Background: Coronary artery disease in women appears 10 to 15 years later than in men. To test the hypothesis that the effects of estrogen may manifest themselves as histologic differences in coronary plaques, we examined the hearts of premenopausal and postmenopausal women who died suddenly from coronary artery disease.
Methods: We studied 51 cases of sudden coronary death and 47 deaths in women who died from noncoronary causes. Coronary deaths were classified on the basis of histologic features. The number of acute plaque ruptures, healed plaque ruptures, vulnerable plaques, and acute plaque erosions were compared between groups. Postmortem values of serum total cholesterol, HDL cholesterol, and thiocyanate were measured, and menopausal status was confirmed by calculating body mass index.
Results: Women older than 50 years of age were much more likely to have a ruptured plaque than were younger, premenopausal women. Plaque rupture was significantly associated with elevated total cholesterol level. In the 51 women who died of coronary disease, the mean number of vulnerable plaques increased significantly as women advanced into the postmenopausal years.

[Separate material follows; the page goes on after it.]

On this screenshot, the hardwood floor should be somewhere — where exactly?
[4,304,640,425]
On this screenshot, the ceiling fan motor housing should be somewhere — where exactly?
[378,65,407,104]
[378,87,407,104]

Conclusions: Our data suggest that estrogen has an anti-inflammatory effect on atherosclerotic plaques, resulting in plaque stabilization. Plaque erosion, the major substrate for thrombosis in premenopausal women, does not appear to be inhibited by estrogen. Because plaque progression may result both from repeated rupture and repeated erosion, a better understanding of the effect of estrogen on atherosclerosis may yield insights into the nature of coronary artery disease.